Animal Poison Control Updates Dog Toxin List
The group, along with the ASPCA, offers tips to keep pets safe from poisoning.
Posted: Feb. 25, 2008, 5 a.m. EST
In anticipation of National Poison Prevention Week next month, the ASPCA’s Animal Poison Control Center (APCC) updated its list of top toxins for pets, based on calls to the group’s 24-hour hotline in 2007. The ASPCA also offered tips for pet owners to help keep their dogs safe from harm.
The top toxins in 2007 — and the best ways to prevent your cat or dog from ingesting them — are as follows:
1. Medications. The APCC received 89,000 calls related to pets ingesting medications, including painkillers, cold and flu remedies and antidepressants. Dog owners should never give their pets medication without consulting a veterinarian, and should keep all prescription and over-the-counter medications out of reach, such as in a closed cabinet above a countertop.
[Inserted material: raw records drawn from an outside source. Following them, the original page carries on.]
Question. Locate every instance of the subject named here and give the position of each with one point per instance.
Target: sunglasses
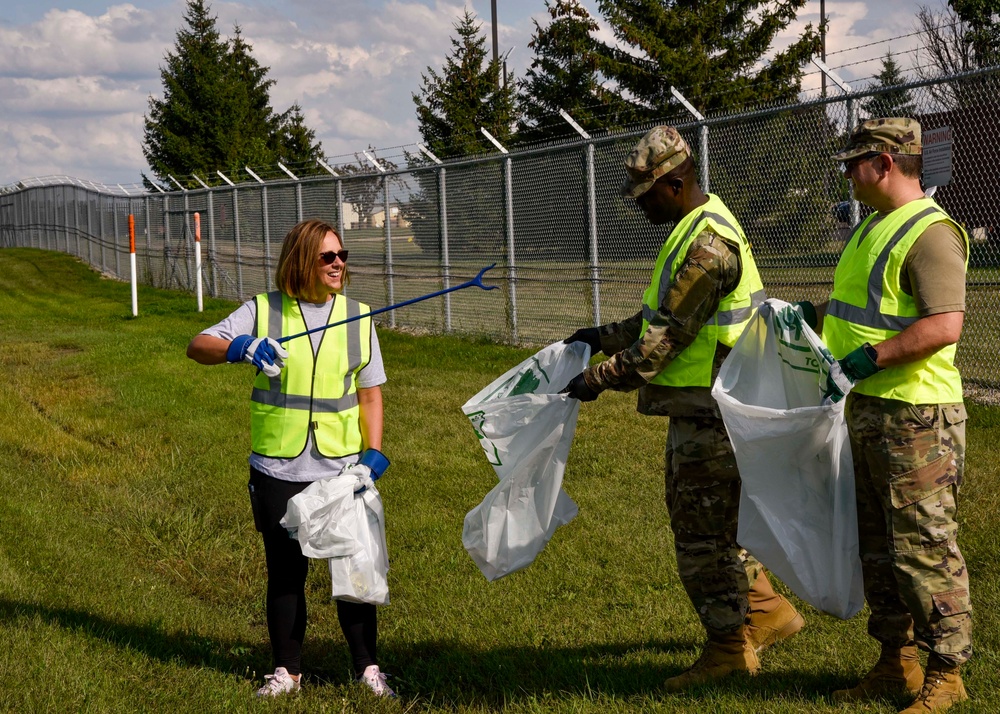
(331, 255)
(851, 164)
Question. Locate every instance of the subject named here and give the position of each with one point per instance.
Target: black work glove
(578, 389)
(589, 335)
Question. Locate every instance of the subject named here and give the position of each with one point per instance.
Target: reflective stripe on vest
(693, 366)
(283, 408)
(868, 305)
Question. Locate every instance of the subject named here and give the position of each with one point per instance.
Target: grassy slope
(131, 578)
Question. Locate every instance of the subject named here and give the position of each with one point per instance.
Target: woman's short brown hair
(299, 255)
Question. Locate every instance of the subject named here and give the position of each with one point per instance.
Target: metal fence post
(852, 121)
(508, 182)
(167, 268)
(702, 137)
(149, 235)
(595, 265)
(704, 158)
(103, 205)
(443, 227)
(267, 239)
(65, 216)
(236, 237)
(512, 265)
(340, 208)
(76, 220)
(188, 243)
(388, 252)
(90, 231)
(445, 256)
(114, 224)
(211, 243)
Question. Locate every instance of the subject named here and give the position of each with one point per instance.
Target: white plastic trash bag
(797, 510)
(525, 428)
(323, 519)
(363, 576)
(332, 522)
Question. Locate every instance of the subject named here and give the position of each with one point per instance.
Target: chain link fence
(569, 250)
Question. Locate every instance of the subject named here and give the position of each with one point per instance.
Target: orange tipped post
(131, 258)
(197, 258)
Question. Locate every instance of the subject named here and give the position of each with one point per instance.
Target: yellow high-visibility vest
(693, 366)
(311, 392)
(868, 305)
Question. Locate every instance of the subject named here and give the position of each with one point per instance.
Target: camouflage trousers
(703, 498)
(908, 464)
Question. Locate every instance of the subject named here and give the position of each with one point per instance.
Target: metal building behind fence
(569, 250)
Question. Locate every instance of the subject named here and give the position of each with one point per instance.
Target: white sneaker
(280, 682)
(375, 680)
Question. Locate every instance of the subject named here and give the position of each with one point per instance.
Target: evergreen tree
(253, 138)
(216, 112)
(711, 50)
(563, 75)
(960, 38)
(183, 129)
(297, 145)
(466, 95)
(892, 103)
(982, 20)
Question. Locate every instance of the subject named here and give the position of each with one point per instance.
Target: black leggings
(286, 579)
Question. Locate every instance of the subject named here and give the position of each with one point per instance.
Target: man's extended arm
(711, 270)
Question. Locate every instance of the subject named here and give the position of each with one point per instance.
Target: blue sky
(76, 75)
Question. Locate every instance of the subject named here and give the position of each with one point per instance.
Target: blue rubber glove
(579, 389)
(262, 352)
(849, 370)
(368, 470)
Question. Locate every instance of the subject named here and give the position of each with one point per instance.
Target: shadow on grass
(448, 673)
(150, 639)
(451, 674)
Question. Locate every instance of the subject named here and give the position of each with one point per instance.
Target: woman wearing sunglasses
(316, 411)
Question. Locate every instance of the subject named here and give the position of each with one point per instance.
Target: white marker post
(197, 258)
(131, 258)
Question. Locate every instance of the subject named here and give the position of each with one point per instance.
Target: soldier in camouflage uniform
(703, 291)
(893, 319)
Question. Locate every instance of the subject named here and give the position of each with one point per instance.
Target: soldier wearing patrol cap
(892, 321)
(703, 290)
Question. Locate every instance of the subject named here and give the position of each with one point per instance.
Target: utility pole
(822, 46)
(493, 7)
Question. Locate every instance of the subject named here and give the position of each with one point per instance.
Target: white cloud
(75, 84)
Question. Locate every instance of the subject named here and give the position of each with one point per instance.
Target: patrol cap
(657, 153)
(893, 135)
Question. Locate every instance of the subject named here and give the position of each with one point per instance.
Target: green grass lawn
(131, 578)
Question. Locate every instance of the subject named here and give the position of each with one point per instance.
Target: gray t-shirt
(310, 465)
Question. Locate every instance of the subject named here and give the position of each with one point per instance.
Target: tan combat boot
(772, 617)
(896, 672)
(942, 688)
(723, 654)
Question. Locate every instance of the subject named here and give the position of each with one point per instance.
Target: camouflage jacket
(710, 271)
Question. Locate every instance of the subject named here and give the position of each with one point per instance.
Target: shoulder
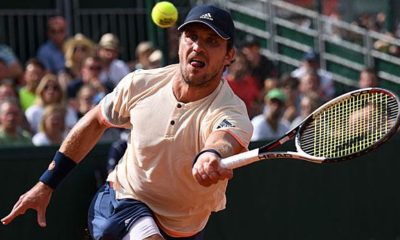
(40, 139)
(34, 109)
(146, 78)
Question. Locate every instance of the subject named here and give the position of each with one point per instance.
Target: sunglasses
(80, 48)
(47, 87)
(57, 31)
(94, 68)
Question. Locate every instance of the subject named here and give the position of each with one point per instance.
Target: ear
(230, 56)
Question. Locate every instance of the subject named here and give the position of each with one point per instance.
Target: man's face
(107, 54)
(203, 54)
(57, 31)
(275, 108)
(33, 74)
(367, 80)
(91, 69)
(10, 116)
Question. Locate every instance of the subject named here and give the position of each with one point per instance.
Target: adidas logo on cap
(207, 16)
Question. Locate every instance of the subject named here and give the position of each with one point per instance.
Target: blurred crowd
(43, 99)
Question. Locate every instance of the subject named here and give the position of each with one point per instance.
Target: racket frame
(263, 153)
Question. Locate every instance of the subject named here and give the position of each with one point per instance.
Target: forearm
(84, 136)
(224, 143)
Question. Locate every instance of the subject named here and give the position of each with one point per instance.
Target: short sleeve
(236, 122)
(115, 105)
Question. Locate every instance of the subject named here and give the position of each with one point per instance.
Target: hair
(370, 70)
(289, 81)
(71, 44)
(10, 100)
(42, 85)
(48, 111)
(36, 62)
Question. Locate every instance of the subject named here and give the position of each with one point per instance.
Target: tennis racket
(344, 128)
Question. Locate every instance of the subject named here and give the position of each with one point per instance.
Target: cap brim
(217, 30)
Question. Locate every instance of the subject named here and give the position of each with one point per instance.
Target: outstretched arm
(78, 143)
(207, 170)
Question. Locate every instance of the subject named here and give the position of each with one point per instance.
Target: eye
(191, 36)
(213, 41)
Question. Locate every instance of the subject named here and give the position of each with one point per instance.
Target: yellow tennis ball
(164, 14)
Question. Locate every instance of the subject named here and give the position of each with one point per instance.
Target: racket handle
(240, 159)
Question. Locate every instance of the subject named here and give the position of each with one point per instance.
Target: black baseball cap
(216, 18)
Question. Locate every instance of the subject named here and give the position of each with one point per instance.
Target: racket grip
(240, 159)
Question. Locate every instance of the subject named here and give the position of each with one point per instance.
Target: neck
(54, 136)
(185, 92)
2. Insecticides. Flea and tick preparations, insect baits, and spray bug-control products accounted for more than 26,000 calls to the APCC in 2007. Steven Hansen, director of the APCC, recommends that dog owners carefully read label instructions before using any type of insecticide, and notes that some animals can be sensitive to the ingredients found in these products.
3. Plants and Flowers. The APCC received more than 8,000 calls related to household plants, including lilies, azaleas and kalanchoe. Other harmful plants include rhododendron, sago palm, and schefflera. “Also, lilies are highly toxic to cats,” Hansen said. “Even in small amounts they can produce life-threatening kidney failure.”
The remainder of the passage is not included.